Neue Abenteuer des Schnauzes der Nation

Sabina Rasser, die Tochter von Alfred Rasser alias HD-Soldat Läppli, bringt «Mensch Läppli» im Küchlin zur Uraufführung.

Bald wieder auf der Bühne: Patrick «Almi» Allmandinger als HD-Soldat Läppli am Läggerli 2020. Foto: Marc Gilgen / Archiv

Alfred Rasser hat mit HD-Soldat Läppli eine Figur geschaffen, die das Publikum auch heute noch begeistern vermag. Doch die Abenteuer des bekanntesten Schweizer Militaristen können Fans schon länger auswendig.

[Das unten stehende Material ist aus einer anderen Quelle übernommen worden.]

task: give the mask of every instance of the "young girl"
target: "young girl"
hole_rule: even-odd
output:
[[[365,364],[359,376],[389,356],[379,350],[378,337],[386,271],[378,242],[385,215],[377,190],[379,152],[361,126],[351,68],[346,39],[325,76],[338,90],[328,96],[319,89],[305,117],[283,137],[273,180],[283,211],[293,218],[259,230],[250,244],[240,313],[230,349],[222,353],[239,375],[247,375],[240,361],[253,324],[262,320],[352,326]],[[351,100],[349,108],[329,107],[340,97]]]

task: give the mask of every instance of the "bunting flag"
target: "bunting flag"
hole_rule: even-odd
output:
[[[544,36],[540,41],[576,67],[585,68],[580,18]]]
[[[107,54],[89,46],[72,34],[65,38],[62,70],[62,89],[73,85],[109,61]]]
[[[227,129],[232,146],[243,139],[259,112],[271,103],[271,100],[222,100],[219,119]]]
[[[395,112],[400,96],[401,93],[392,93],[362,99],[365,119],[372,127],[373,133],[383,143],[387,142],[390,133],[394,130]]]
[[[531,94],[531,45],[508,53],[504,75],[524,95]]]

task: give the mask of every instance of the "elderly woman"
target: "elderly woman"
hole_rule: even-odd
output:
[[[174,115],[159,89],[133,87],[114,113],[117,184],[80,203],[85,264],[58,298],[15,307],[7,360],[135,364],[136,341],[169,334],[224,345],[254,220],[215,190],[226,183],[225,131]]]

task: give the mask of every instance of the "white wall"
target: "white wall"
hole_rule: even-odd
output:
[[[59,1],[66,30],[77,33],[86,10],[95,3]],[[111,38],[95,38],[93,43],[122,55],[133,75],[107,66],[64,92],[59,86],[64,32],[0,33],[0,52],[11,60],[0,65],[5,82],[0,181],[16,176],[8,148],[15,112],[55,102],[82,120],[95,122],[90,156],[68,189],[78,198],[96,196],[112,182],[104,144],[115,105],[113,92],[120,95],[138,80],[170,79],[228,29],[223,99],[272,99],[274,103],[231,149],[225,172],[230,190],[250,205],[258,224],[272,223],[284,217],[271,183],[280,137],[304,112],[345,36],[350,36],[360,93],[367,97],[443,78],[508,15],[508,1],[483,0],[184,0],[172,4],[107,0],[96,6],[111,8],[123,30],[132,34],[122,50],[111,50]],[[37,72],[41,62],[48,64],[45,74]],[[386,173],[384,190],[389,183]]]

Nun hat sich Rassers Tochter Sabina aufgemacht und lässt Läppli Neues in der Gegenwart erleben. «Er muss sich in der digitalen Zeit zurechtfinden», verrät Sabina Rasser, und selbstverständlich sind sein Freund Fritz Mislin und Frau Müller ebenfalls dabei. «Endlich etwas Neues von Läppli», hätten erste Reaktionen auf ihre Pläne gelautet.

Bereits 1976 seien sie und ihr Vater zusammen gesessen und hätten über das Weltgeschehen «spintisiert», woraus konkrete Ideen für ein neues Bühnenstück entstanden seien, das sich mit dem Thema Mensch befasste. «Damit wollte mein Vater mit seiner Rasser-Bande, wie er uns Kinder liebevoll nannte, auf Tournee ­gehen», schreibt Sabina Rasser in einer Medienmitteilung. Leider erkrankte Al­fred Rasser und starb im August 1977.

Im Januar 2023 habe sich ihr Vater bei ihr gemeldet: «Mir hän vor 47 Joor öbis abgmacht!», hätte er sie erinnert. Nach knapp zwei Jahren intensiver Arbeit sei das Bühnenstück «Mensch Läppli» entstanden.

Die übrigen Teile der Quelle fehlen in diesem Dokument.